In case you haven’t noticed — and I haven’t — we apparently are in a world of exceptionally low risk. To see this you need look no further than the volatility of the major markets. The volatility of the U.S. equity market, for one, is at its lowest level in a generation. So, no worries here, right?
I wrote a blog post in 2011 titled The Volatility Paradox which explained that when volatility is low, risk is actually rising because people are more emboldened to take on higher leverage and to move to riskier assets. If volatility is half of what it used to be, why not lever twice as much? Thus the immediate question is what happens if there is a sudden surge in volatility from our current, low level. What is the dynamic through which a volatility shock might propagate across the financial system?
A conventional stress test will assess positions that have explicit volatility exposure, such as positions in options, in the VIX and other volatility-based instruments. There is plenty of dry powder here; over the course of 2017, as the U.S. equity market volatility as measured by the VIX index dropped to one of its lowest points in history, we have seen a growing concentration in short volatility exposure by leveraged ETFs, mutual funds, and hedge funds.

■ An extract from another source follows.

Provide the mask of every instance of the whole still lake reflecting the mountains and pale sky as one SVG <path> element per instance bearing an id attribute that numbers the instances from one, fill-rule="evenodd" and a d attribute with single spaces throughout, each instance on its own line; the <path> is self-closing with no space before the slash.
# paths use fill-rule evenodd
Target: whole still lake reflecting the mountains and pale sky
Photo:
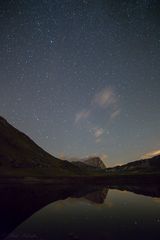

But a stress test that does the simple mathematical calculation of direct portfolio exposure to volatility will underestimate the effect of a rise in volatility, because there are dynamics triggered by other strategies that do not have explicit volatility exposure but that have a link to the volatility of assets and to the assets themselves. A rise in volatility will trigger actions for these strategies, leading to selling of the underlying assets, and this in turn will lead volatility to rise even more, creating a positive feedback between the volatility of the market and the assets in the market.
What are these strategies? Well, a good place to start are volatility targeting, risk parity, and other strategies that will rebalance their portfolios when volatility rises. Volatility targeting is a strategy that targets a level of volatility to manage risk that is typically set based on the manager’s mandate. For example, the manager might follow a strategy that will seek to keep the portfolio’s volatility near 12%. If the volatility of the market is 12%, the fund can be fully invested. However, if the volatility of the market rises to 24%, the fund will sell half of its holdings in order to stay in line with its 12% target. Risk parity allocates portfolio weights to have the same total dollar volatility in each asset class. These multi-asset class strategies often use leverage to adjust holdings of underlying assets, buying more of the lower volatility assets relative to the higher volatility ones. If the volatility of one of the asset classes rises, the fund will need to sell some of that asset class in order to maintain equal dollar volatility. In both of these cases, there is a clear mechanism going from the rise in volatility to a drop in the underlying asset.
Things won’t all happen at once. The agents for these strategies differ significantly in their time horizon. Those who are directly linked to volatility, those that are in short-volatility ETFs and the like, will have an immediate P&L effect from a surge in volatility, and will need to reduce their positions immediately. The volatility targeters will only reduce positions as the rise in volatility is seen as having a non-transient component, and their adjustments will be in a weekly to monthly timescale. And the risk parity agents will have an even longer time horizon, because they generally make asset adjustment with a monthly or quarterly time frame, and do readjustments based on a longer-term estimate of volatility.
Oh, a little more on the relationship between low volatility and risk: If you want to see really low volatility, look back at the swaps markets in the summer of 1998. But you might recall that in August of 1998 there was a rash of defaults in Russia, which was then followed by the blow up of LTCM, the (before that) famously successful quant fund whose principals a few months earlier had graced the cover of Business Week (never a good sign). In that case, low volatility didn’t spell low perceptions of risk, it was an indication that no one wanted to go into those markets because things were so uncertain. I go through my first-hand experiences with this in one of the chapters of my 2007 book, A Demon of Our Own Design.